Ciertas declaraciones de los profetas han servido de pretexto a los críticos para emitir la afirmación de que no tenían conocimiento de la ley de los sacrificios dada por Moisés en el Sinaí. Es cierto que, dirigiéndose a una época de decadencia espiritual, donde las ceremonias y sacrificios se habían convertido en una rutina meramente legalista, los profetas se expresan con vehemencia contra este género de piedad hipócrita. Porque
«obedecer es mejor que los sacrificios, y el prestar atención que la grosura de los carneros» (1 S. 15:22), y Dios aborrece la multiplicación de los holocaustos cuando las manos de sus ofrendantes están manchadas de crímenes (Is, 1:11-15). Sin embargo, en este mismo pasaje, el Señor rechaza toda otra forma de religiosidad desprovista de sinceridad: las asambleas santas, las ofrendas, el incienso, las fiestas solemnes, los días de reposo, las oraciones. No hay duda que es en este sentido que Oseas afirma: «Porque misericordia quiero, y no sacrificio, y conocimiento de Dios más que holocausto» (Os. 6:6). Miqueas (Mi. 6:6-8) y David (Sal. 51:18-19) dan a entender con una claridad meridiana que antes que todo otro sacrificio Dios desea lo que es condición previa indispensable: un corazón contrito y humillado; ello no impide en absoluto a David desear ser purificado con hisopo (Sal. 51:9), que servía para la purificación por la aspersión del agua de la vaca alazana y de la sangre de la expiación (cfr. Nm. 19:18; Lv. 14:4-7; cfr. Éx. 12:22); asimismo, promete al Señor holocaustos dignos de ser aceptados (Sal. 51:21; cfr. el mismo pensamiento

expresado en Mal. 2:13-14 y 3:3-4). En Am. 5:25- 26 Dios demanda si el pueblo le había ofrecido sacrificios y ofrendas durante los cuarenta años en el desierto. Oesterley afirma en su libro
«Sacrifices in Ancient Israel» que la respuesta es positiva. Sin embargo, el v. 26 indica que no fue a Dios a quien ofrecieron sus sacrificios, sino que lo dejaron a un lado para sacrificar privadamente a sus ídolos (cfr. Am. 17:7; Dt. 12:14).
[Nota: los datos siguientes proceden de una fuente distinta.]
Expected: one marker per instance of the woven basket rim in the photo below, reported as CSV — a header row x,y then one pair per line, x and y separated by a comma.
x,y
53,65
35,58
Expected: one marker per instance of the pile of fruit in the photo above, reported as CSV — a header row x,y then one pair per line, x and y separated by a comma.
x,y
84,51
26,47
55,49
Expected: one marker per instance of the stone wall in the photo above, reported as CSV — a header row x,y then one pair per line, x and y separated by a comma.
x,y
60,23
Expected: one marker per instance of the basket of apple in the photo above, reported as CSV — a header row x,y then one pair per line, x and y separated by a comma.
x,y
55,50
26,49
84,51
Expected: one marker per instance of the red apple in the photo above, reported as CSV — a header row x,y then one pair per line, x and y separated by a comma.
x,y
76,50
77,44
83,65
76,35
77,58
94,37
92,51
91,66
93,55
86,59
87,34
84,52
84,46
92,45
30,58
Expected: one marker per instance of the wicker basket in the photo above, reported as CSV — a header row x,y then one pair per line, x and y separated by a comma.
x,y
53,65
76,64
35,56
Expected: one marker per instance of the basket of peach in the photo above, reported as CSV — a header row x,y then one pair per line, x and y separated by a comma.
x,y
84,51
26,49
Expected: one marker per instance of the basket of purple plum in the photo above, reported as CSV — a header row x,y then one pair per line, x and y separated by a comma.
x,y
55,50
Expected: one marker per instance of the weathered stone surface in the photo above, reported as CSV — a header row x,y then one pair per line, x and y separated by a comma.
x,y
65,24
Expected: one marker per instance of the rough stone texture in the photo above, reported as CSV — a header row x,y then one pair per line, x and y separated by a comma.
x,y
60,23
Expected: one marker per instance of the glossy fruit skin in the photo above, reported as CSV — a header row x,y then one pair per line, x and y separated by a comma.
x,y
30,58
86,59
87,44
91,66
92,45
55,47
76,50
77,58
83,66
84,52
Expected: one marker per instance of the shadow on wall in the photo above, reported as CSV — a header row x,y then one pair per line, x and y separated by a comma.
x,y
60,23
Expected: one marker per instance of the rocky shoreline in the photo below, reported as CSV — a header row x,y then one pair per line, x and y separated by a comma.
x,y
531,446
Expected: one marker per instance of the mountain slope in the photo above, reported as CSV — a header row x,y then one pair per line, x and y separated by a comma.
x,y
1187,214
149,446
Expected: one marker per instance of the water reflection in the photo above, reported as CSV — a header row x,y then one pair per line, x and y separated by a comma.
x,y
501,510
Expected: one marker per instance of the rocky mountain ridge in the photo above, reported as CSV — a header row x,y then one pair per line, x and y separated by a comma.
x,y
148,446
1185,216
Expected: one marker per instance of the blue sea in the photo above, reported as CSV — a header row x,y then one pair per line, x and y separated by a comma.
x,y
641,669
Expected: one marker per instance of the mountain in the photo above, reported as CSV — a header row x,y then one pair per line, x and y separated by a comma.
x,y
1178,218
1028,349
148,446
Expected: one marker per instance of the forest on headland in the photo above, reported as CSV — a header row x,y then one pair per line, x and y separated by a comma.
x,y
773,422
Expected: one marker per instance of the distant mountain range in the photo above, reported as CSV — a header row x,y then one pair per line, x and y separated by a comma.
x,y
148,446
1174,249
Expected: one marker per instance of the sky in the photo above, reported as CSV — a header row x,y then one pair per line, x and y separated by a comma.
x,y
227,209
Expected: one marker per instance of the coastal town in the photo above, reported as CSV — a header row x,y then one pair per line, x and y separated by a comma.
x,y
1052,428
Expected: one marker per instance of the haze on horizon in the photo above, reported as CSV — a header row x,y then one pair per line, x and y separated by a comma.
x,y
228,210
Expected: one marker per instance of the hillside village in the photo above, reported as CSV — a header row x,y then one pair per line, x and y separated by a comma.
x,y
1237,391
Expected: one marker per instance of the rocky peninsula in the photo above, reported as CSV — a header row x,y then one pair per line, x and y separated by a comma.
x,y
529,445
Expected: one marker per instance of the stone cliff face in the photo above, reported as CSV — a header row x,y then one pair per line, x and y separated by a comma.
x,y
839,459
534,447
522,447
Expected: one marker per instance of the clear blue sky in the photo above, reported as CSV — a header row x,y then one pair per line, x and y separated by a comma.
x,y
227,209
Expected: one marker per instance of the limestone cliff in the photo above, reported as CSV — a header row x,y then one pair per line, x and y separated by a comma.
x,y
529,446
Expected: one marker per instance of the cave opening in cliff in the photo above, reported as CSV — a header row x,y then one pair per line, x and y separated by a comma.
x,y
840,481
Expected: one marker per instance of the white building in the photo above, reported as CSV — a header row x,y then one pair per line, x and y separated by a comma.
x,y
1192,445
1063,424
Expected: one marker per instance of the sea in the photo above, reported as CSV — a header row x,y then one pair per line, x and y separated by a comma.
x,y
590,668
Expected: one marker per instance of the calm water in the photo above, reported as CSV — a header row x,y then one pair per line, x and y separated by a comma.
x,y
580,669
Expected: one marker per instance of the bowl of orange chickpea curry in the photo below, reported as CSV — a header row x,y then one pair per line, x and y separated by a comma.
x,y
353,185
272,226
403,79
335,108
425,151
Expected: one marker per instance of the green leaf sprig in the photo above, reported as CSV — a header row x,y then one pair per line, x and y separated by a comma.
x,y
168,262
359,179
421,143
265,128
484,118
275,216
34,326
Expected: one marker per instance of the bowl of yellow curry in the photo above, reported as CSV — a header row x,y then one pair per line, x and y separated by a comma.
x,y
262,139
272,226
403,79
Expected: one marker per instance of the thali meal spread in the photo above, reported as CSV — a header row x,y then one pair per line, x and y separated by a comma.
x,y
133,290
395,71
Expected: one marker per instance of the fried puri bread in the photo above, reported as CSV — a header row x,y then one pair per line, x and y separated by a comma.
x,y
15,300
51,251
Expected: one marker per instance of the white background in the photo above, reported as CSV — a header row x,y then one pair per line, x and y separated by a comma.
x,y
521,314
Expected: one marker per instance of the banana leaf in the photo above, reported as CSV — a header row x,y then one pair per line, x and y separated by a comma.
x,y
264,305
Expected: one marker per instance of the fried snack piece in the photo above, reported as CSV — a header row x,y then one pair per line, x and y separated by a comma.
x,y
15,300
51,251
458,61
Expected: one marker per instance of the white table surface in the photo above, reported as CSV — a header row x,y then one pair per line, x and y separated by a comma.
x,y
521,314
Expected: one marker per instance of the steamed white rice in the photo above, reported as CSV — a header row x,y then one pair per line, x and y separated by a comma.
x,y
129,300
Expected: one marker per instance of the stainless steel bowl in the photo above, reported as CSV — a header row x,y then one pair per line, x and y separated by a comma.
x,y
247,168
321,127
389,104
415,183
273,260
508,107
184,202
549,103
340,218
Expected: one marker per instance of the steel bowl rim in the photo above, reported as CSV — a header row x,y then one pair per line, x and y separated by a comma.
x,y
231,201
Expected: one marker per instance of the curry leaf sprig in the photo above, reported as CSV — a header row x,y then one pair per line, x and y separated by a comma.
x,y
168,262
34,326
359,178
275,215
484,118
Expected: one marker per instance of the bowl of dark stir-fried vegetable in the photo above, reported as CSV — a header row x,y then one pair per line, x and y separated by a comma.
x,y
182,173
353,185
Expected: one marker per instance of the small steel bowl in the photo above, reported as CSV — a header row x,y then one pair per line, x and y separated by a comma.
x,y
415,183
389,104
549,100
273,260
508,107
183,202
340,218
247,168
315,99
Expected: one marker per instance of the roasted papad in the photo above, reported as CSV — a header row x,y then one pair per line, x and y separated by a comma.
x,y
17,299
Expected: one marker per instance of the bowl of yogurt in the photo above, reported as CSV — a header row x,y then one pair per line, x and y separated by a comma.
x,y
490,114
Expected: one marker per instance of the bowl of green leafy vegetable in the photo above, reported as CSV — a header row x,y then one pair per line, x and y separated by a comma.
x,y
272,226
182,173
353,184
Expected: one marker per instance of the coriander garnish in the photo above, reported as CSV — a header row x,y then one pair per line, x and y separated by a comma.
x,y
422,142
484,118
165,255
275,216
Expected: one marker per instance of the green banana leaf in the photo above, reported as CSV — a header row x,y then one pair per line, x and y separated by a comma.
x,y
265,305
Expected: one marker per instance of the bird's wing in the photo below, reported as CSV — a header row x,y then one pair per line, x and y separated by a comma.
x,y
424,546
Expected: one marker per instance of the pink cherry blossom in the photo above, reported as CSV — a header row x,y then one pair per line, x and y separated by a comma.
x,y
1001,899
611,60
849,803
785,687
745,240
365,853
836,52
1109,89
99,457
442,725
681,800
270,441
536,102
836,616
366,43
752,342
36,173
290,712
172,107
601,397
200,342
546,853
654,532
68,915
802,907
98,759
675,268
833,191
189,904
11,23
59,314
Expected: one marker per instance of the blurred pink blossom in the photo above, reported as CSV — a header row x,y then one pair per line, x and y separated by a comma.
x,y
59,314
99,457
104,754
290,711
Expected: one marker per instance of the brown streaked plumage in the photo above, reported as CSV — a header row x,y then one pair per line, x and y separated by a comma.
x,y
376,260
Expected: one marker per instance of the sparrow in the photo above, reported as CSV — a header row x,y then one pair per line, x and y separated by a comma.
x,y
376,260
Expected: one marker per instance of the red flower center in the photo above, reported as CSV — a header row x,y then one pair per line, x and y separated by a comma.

Este extremo parece estar confirmado en Hch. 7:41-43. Otros han creído que a causa de la falta de ganado los sacrificios privados hubieran sido casi imposibles en el desierto. El pasaje de Jer. 7:21-23 parece a primera vista más difícil de explicar: Dios no habría dado a los israelitas ninguna orden acerca del tema de los holocaustos y de los sacrificios a su salida de Egipto, sino que les habría demandado que andaran en Sus caminos. Pero los hebraístas han demostrado que la expresión traducida en el v, 22 como «ni nada les mandé acerca de holocaustos» significa con frecuencia «a causa de» o «en vista de» (cfr. Dt. 4:21; cfr. W. R. Harper, «International Critical Commentary», y Binns, «Westminster Commentary»). El sentido se hace entonces claro: Dios no habló a los primeros israelitas con vistas a los sacrificios, sino con vistas a su obediencia (Manley, «Nouveau Manuel de la Bible», p. 148). Los sacrificios no eran el fin que Dios tenía en mente, sino la obediencia de corazón de ellos. Esta interpretación está apoyada en todas las confirmaciones que da Jeremías de la revelación transmitida al pueblo por Moisés. Menciona la salida de Egipto con sus portentos, la ley, el sacerdocio, el arca del pacto, el pacto mismo, la persona de Moisés, la ordenanza del sábado, el año sabático, etc. Todo ello proviene directamente del Pentateuco, que el profeta evidentemente conocía a la perfección. ¿Cómo hubiera podido ignorar la existencia de los sacrificios? De hecho, tan poco los ignora que desea ver al pueblo vuelva a la fidelidad a la Ley del Señor, para entonces llevar a Su casa
«holocausto y sacrificio, y ofrenda e incienso», las ofrendas ordenadas en Lv. 1-7 (Jer. 17:22, 26).